The FitnessSHIRT is expected to improve training capabilities, performance, and awareness of health symptoms.
There are a plethora of fitness apps on the market – Nike+, Lose It, iFitness, etc. – that track your activity, but how are you supposed to keep track of your physical metrics? Breathing and heart rate are just as important to safe and healthy fitness plans, but are less readily tracked.
Looking to change that is the FitnessSHIRT. Developed at the Fraunhofer Institute for Integrated Circuits IIS in Germany, the FitnessSHIRT looks completely ordinary but actually contains sensors that monitor cardiac activity, including breathing, pulse, and changes in heart rate. Using conductive textile electrodes for ECG recording, a flexible belt in the chest/abdomen region of the shirt helps measure respiratory motion and heart activity. The data is then transmitted from a removable sensor to a memory card and/or computer for analysis and tracking. The hope is that FitnessSHIRT can serve a dual purpose: maximize exercise performance, and improve safety through monitoring.
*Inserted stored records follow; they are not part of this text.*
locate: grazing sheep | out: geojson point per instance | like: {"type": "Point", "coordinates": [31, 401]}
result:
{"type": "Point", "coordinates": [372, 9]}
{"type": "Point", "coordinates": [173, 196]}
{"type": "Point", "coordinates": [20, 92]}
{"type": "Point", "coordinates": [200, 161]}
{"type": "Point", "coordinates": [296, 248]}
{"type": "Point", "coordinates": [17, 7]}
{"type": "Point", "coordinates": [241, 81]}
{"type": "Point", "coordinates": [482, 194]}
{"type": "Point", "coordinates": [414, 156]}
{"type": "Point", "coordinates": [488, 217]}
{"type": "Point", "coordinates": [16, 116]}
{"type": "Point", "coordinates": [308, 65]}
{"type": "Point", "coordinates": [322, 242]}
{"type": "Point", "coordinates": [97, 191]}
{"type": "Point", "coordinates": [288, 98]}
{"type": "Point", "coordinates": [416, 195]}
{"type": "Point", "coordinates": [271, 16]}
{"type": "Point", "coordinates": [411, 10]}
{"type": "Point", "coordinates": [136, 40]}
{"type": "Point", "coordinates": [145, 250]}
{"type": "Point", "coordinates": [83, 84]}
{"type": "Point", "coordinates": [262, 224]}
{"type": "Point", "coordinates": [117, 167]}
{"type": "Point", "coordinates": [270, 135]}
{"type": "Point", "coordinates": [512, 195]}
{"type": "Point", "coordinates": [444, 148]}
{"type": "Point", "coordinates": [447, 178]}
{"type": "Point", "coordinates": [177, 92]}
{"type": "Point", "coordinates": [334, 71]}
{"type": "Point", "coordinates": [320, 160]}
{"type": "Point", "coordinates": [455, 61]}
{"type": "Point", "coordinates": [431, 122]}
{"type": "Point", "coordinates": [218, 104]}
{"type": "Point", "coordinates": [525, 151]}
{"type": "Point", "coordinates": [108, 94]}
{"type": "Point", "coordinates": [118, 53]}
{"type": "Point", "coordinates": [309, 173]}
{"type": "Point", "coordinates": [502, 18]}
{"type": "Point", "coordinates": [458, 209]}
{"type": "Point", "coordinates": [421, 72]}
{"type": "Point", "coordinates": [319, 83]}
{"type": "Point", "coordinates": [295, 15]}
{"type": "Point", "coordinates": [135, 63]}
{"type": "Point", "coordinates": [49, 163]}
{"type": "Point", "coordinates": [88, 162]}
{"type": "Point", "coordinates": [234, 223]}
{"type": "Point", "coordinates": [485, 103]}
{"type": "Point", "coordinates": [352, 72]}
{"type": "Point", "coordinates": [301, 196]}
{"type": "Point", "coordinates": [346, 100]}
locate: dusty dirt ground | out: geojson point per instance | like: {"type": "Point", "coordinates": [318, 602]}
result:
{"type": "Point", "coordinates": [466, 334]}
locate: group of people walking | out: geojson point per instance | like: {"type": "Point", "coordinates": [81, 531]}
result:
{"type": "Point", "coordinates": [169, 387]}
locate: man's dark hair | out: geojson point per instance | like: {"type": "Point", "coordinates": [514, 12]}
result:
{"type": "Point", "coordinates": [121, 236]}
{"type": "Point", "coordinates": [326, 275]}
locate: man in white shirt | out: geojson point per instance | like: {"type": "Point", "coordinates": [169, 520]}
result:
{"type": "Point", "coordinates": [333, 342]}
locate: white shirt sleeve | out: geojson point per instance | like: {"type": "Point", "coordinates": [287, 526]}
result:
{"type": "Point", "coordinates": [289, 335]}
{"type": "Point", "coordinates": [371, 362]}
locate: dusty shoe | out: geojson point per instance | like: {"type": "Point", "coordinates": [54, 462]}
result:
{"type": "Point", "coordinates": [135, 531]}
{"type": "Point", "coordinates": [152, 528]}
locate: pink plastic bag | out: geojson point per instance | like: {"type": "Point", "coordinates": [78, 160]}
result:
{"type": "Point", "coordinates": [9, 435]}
Trainers and professional athletes will be able to use the data to improve performance, as well as spot early warning signs of heart issues. The Under Armour Armour39 Fitness and Heart Rate Monitor is currently on the market to supply similar metrics, but isn’t as comprehensive from a potential medical standpoint. Further expanding the idea, Fraunhofer is also working with BitifEye Digital Test Solutions to apply this approach to bicycling to provide a safer exercise alternative.
Aside from athletic training, the FitnessSHIRT can also improve safety for firefighters and rescue teams. By monitoring cardiac and respiratory activity in critical situations, response teams that are in danger of exhaustion can be evacuated or assisted. Additionally, if successful, the FitnessSHIRT could possibly be used as a long-term electrocardiogram, but it has yet to gain certification as a medical device.
The technology will be demonstrated at the Medica 2013 Trade Fair in Düsseldorf, hopefully drawing support and partners for further development.